Giter Club home page Giter Club logo

Comments (26)

parrt avatar parrt commented on May 15, 2024 1

For the text, you can pick an x and then ax.text(x, y, "37.3") but might have to turn off clipping at boundaries so it appears. Or, set xlim to 20% more and turn off tick marks/labels for that part then ax.text() there. beat it into submission!! haha

I had to get the wedges below the x axis and had to turn off clipping to do that. you can check the wedge code in my stuff for that.

from dtreeviz.

tlapusan avatar tlapusan commented on May 15, 2024 1

For spacing, i think just shrink total height of graph maybe?
It shrinks a little, but there is still a lot of space. Because the standard deviation between dots is sigma=0.08, with mean = 0.5 (mu value). leaf index are from 1 to 1... tomorrow, I will play with different values for them.

from dtreeviz.

parrt avatar parrt commented on May 15, 2024 1

wow! now that is a damn fine looking plot, sir! I will merge!

from dtreeviz.

tlapusan avatar tlapusan commented on May 15, 2024

I'm not sure if i understood correctly. Would you like to include all the leaf split plots into a single new visualisation ?
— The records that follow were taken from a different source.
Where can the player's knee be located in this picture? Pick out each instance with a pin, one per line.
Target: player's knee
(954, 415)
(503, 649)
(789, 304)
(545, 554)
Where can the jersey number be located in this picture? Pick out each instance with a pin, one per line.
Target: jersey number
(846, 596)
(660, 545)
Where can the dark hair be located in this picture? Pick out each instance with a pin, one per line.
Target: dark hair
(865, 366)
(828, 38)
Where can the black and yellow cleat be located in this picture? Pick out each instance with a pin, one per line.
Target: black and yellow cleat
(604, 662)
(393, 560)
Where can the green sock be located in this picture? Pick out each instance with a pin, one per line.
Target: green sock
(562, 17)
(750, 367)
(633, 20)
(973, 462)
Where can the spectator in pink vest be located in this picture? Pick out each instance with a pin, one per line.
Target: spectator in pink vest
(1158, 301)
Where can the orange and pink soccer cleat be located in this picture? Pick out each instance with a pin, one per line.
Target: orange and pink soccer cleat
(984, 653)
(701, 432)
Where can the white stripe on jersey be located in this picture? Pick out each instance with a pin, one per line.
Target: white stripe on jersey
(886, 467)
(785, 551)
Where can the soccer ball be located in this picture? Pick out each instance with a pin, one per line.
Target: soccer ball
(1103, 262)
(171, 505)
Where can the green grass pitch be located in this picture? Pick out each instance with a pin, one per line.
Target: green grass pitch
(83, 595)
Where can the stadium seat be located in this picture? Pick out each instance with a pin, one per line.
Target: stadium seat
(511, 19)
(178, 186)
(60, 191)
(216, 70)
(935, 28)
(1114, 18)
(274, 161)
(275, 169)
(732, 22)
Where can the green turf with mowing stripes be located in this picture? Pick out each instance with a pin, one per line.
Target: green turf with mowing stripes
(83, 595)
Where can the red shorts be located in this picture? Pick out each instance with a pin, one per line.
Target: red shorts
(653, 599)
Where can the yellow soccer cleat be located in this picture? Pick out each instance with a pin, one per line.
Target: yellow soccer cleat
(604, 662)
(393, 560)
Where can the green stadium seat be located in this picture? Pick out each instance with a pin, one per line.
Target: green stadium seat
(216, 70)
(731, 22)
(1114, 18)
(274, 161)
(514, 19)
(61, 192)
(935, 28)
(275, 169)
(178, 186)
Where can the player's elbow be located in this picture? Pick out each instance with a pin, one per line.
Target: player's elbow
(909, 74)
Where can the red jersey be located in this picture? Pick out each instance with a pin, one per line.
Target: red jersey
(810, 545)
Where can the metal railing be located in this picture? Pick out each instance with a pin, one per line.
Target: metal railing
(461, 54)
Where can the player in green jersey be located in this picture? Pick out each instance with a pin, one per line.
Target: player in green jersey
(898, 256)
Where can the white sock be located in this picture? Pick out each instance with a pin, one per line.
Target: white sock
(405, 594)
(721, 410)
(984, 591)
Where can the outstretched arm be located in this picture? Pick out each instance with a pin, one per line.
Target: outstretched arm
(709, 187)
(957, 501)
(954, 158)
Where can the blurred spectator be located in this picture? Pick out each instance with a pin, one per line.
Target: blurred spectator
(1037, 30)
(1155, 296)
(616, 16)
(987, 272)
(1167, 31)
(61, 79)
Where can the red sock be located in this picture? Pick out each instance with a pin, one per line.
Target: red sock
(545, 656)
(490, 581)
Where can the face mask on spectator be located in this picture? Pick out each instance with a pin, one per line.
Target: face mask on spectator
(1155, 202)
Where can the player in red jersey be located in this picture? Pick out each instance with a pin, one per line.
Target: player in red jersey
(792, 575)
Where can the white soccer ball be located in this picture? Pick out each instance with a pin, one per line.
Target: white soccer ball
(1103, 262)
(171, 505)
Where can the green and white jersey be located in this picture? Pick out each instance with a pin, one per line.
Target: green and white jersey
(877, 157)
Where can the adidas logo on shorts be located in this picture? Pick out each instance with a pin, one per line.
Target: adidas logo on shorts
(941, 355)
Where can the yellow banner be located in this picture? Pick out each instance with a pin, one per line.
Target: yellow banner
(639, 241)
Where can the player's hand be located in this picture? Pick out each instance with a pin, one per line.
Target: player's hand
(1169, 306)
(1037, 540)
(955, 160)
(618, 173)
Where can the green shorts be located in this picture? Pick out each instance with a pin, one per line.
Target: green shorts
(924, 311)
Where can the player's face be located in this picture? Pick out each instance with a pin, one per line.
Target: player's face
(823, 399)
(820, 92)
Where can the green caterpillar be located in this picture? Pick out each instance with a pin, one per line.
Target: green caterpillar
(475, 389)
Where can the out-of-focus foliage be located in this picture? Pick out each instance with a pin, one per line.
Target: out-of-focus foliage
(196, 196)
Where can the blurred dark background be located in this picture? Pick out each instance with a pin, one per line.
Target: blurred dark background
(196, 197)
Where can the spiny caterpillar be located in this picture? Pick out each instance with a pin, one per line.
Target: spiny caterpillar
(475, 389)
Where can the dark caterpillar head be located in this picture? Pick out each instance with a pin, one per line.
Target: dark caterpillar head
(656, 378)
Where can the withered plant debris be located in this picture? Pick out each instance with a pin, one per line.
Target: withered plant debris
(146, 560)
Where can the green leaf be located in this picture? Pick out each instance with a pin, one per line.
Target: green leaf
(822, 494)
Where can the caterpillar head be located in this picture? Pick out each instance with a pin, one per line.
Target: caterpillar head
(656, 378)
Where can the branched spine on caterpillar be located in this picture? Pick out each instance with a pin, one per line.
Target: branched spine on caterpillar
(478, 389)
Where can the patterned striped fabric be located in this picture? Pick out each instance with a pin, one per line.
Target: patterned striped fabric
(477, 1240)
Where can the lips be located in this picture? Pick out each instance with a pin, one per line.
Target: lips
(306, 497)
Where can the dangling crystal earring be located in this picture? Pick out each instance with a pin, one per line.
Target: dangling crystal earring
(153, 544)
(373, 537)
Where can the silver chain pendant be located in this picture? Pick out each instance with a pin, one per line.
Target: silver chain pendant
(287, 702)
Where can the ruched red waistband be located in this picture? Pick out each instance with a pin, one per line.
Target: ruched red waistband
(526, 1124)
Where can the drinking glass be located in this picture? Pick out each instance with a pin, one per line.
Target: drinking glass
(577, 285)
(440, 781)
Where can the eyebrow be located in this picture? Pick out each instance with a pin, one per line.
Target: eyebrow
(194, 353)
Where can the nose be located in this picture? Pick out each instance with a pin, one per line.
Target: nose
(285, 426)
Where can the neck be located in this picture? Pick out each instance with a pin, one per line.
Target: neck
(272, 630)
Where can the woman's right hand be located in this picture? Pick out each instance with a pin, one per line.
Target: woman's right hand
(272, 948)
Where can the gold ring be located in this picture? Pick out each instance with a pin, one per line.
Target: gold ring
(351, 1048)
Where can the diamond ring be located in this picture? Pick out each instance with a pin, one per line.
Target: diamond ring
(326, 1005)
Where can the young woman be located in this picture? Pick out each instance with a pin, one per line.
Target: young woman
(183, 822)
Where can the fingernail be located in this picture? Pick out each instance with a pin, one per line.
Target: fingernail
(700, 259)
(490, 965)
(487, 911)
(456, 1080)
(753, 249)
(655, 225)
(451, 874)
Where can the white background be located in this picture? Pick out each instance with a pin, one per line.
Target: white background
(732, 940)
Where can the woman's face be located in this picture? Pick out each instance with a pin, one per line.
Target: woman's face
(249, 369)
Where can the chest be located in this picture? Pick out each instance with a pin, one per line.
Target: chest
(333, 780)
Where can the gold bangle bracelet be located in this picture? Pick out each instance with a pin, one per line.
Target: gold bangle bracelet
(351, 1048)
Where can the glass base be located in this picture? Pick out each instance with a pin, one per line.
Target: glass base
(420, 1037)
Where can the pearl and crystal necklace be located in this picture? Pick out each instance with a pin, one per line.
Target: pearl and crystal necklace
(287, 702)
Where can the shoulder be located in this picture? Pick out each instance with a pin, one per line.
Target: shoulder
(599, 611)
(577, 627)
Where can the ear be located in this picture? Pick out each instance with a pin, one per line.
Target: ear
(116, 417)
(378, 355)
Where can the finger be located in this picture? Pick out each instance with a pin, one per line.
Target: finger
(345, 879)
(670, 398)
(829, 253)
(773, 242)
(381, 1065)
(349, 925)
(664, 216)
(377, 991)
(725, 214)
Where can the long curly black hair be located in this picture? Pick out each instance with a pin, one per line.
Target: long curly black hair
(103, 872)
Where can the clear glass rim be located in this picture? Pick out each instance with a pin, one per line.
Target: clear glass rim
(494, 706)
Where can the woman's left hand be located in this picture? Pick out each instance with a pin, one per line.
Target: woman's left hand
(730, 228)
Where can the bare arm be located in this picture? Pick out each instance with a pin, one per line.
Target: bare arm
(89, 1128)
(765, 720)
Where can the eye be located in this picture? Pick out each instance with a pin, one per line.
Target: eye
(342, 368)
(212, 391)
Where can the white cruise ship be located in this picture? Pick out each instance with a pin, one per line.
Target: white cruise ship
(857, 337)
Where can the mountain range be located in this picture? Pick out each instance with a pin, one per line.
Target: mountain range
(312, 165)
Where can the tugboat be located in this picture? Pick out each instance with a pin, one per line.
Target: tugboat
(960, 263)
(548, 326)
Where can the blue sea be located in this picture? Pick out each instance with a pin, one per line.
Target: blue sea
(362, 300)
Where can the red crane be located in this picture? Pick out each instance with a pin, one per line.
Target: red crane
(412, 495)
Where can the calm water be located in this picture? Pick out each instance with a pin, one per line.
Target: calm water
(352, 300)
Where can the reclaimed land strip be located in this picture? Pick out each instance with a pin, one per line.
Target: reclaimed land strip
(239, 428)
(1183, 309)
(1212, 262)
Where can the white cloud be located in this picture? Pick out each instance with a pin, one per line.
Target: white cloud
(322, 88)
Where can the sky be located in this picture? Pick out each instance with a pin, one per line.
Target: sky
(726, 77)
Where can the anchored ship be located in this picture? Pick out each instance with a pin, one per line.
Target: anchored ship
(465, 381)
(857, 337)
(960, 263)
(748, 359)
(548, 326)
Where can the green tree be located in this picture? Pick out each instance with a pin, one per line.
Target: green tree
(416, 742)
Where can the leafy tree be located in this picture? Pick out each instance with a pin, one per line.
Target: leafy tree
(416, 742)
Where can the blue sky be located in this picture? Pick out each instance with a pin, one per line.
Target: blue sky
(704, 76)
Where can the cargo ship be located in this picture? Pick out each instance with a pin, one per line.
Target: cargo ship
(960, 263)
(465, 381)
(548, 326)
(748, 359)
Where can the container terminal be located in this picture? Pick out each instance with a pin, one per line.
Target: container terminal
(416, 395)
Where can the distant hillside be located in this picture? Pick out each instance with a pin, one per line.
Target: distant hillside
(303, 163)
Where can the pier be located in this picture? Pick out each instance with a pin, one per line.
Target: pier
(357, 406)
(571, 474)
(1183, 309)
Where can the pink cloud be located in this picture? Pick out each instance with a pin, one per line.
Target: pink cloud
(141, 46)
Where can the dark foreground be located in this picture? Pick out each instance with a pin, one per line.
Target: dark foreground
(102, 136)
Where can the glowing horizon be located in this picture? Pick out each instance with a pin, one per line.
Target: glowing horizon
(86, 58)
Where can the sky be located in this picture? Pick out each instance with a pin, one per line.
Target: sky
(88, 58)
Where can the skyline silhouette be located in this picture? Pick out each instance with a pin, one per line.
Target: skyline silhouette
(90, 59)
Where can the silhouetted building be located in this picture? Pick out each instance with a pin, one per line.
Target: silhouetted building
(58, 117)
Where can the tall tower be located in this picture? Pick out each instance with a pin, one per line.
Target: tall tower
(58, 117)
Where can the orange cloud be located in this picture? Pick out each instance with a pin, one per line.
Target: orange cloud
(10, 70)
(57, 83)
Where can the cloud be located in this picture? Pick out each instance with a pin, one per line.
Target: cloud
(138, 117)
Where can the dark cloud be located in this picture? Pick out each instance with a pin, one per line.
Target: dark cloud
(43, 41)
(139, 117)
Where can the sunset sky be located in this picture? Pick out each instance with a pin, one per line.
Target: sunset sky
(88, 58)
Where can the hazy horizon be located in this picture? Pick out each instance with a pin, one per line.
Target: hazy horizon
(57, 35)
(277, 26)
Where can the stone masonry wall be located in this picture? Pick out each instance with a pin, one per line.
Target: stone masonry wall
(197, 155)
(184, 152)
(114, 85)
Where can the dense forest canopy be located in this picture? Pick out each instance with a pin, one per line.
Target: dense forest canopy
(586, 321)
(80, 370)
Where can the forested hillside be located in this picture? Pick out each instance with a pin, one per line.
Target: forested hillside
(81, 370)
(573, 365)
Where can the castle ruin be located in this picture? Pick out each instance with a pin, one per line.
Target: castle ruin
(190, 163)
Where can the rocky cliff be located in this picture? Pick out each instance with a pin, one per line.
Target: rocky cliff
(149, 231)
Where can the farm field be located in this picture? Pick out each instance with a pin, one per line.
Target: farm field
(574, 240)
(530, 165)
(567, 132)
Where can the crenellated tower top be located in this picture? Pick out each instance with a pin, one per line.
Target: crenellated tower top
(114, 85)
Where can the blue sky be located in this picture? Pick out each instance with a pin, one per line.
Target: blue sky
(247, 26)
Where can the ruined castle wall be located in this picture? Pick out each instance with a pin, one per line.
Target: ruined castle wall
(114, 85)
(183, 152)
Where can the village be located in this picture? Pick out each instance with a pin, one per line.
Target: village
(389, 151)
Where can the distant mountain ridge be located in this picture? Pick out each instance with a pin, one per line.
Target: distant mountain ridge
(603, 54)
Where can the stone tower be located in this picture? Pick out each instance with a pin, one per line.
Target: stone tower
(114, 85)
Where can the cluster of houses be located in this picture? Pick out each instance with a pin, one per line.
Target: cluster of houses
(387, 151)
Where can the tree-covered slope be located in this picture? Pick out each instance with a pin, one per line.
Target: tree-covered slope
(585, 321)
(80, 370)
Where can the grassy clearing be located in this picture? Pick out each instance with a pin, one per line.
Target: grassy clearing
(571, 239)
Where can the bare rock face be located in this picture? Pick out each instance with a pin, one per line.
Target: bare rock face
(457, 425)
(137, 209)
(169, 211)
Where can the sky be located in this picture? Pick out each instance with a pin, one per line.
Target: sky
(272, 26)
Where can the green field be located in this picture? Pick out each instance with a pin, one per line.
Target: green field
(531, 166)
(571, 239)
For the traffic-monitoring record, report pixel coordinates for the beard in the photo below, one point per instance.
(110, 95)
Something similar with this ? :)
leaf_regressor

from dtreeviz.

parrt avatar parrt commented on May 15, 2024

yep, that's it!!! Seems like it'd be useful just as the stacked histo is for classification

from dtreeviz.

tlapusan avatar tlapusan commented on May 15, 2024

Cool ! Do you have any web resources/experience of how to include subplots (leaf sample'y distribution) into another plot using matplotlib ?

from dtreeviz.

parrt avatar parrt commented on May 15, 2024

hahaha. i spent forever learning how to do that in this project. we shouldn't have to though. We can create a single plot that just does scattering with some noise for each leaf area. Here is sample code:

    mu = .5
    sigma = .08
    X = np.random.normal(mu, sigma, size=len(y))
    ax.set_xlim(0, 1)
    alpha = colors['scatter_marker_alpha'] # was .25

    ax.scatter(X, y, s=5, c=colors['scatter_marker'], alpha=alpha, lw=.3)
    ax.plot([0,len(node.samples())],[m,m],'--', color=colors['split_line'], linewidth=1)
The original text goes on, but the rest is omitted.